The time to appeal, seven calendar days after delivery or ten calendar days after mailing, which was set forth twice in the determination Evangelista received, is governed by N.J.S.A. 43:21-6(b)(1). The definition of a good cause exception to those time requirements is provided in N.J.A.C. 12:20.3-1(i)
A late appeal shall be considered on its merits if it is determined that the appeal was delayed for good cause. Good cause exists in circumstances where it is shown that
1. The delay in filing the appeal was due to circumstances beyond the control of the appellant; or
2. The appellant delayed filing the appeal for circumstances which could not have been reasonably foreseen or prevented.
We recognized the importance of adequate procedural safeguards to insure due process protections in the agency appeal process for unemployment benefits in Garzon v. Board of Review, Department of Labor, 370 N.J. Super. 1 (App. Div. 2004). Noting the agency's determinations at that time lacked sufficient instruction informing the applicant of the appellate deadline, we indicated that "an analysis under fairness principles [coincides] with a procedural due process analysis, since at its core, due process calls for those procedural protections that fairness demands." Id. at 9 (citations omitted). The agency has since modified the instructions.

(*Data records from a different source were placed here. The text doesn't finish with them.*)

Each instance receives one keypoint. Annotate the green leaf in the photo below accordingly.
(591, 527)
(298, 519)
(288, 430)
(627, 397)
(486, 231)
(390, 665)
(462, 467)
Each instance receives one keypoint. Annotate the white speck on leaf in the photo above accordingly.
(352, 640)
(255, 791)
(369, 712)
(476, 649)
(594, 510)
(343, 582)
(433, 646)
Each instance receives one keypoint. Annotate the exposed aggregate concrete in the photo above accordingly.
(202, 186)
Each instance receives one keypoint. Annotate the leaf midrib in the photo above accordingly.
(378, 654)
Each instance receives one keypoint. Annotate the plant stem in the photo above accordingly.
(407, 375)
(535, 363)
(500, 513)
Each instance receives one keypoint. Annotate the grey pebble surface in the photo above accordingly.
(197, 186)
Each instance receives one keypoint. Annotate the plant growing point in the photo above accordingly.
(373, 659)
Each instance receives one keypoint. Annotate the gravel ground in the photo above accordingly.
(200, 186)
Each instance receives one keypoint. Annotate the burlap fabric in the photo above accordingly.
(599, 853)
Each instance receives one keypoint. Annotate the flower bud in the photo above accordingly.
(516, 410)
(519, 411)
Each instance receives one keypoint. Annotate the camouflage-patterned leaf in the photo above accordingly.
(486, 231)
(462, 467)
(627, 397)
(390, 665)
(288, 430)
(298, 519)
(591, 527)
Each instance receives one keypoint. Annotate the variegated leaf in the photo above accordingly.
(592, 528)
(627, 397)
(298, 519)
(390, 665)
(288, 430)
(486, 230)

Evangelista did not demonstrate good cause for her late appeal. She testified that she received the determination one or two weeks after the mailing date. She did not appeal until approximately two months after she received the determination. She had no cause for the delay beyond her failure to believe for unspecified reasons that the appeal information applied to her situation. Evangelista did not allege any disability to excuse her failure to understand the appeal rights. Her job title and her well-written email of resignation belie the existence of any such disability. The Board's decision to dismiss the appeal due to its late filing was supported by substantial credible evidence in the record and was not arbitrary, capricious, or unreasonable.
1 Neither party supplied a copy of this determination, but they do not disagree as to its contents.